Molecular graphics and analyses were performed with UCSF ChimeraX.¹⁶⁵ Experimental models were used for ORF7a (PDB ID 6w37) (https://doi.org/10.2210/pdb6w37/pdb), ORF8 (PDB ID 7jx6) (https://doi.org/10.2210/pdb7jx6/pdb), ORF9b (PDB ID 7kdt).¹⁶⁶ Models for full-length ORF3a, ORF6, M, N, Rep1a residues 1-180 (Nsp1) and residues 2483-2667 (Nsp3) were obtained using TrRosetta¹¹¹ through the Robetta server. For visualization, regions of Robetta models present in the experimental structures of ORF3a (PDB ID 7kjr),¹⁶⁷ N NTD (PDB ID 6vyo) (10.2210/PDB6VYO/PDB) and CTD (PDB ID 6wzo),¹¹⁰ Rep1a Nsp1 NTD (PDB ID 7k7p)¹⁶⁸ and CTD (PDB ID 7jqb)¹⁶⁹ were hidden in the illustrations and replaced by the experimental models.

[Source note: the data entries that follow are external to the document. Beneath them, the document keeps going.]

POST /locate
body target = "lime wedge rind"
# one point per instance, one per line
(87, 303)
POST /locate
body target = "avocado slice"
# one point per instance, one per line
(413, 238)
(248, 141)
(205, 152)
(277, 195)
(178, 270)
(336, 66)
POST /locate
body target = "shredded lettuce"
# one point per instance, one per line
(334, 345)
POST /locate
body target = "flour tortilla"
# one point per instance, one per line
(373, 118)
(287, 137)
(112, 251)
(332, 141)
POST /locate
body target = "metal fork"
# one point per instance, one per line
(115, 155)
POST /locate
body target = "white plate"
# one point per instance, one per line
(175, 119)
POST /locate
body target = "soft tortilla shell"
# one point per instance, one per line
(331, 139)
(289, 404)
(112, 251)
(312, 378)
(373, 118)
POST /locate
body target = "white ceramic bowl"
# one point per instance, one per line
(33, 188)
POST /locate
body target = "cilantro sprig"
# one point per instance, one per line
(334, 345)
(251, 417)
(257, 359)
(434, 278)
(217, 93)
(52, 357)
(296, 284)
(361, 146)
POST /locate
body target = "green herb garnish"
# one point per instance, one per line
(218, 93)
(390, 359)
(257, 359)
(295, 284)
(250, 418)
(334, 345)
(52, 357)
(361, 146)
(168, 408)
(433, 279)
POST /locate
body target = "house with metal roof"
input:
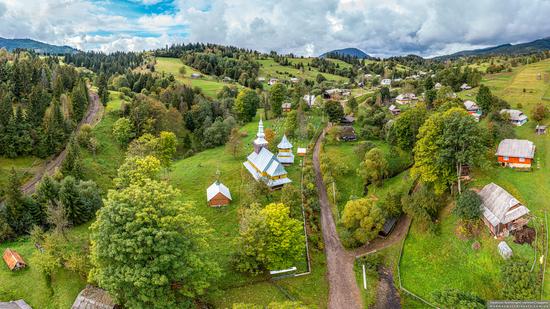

Structural models of SARS-CoV-2 proteins were visualized as cartoon representations and surfaces were colored by electrostatic potential.

Published: January 20, 2023

Data and code availability

• •The RNA-Seq data from the current study are available from the ArrayExpress database under the accession number E-MTAB-12134.
• •The mass spectrometry proteomics raw data have been deposited to the ProteomeXchange Consortium via the PRIDE partner¹⁵³ repositories with the dataset identifier PXD032677.
• •The processed data is also available for querying at www.sarscov2map.org.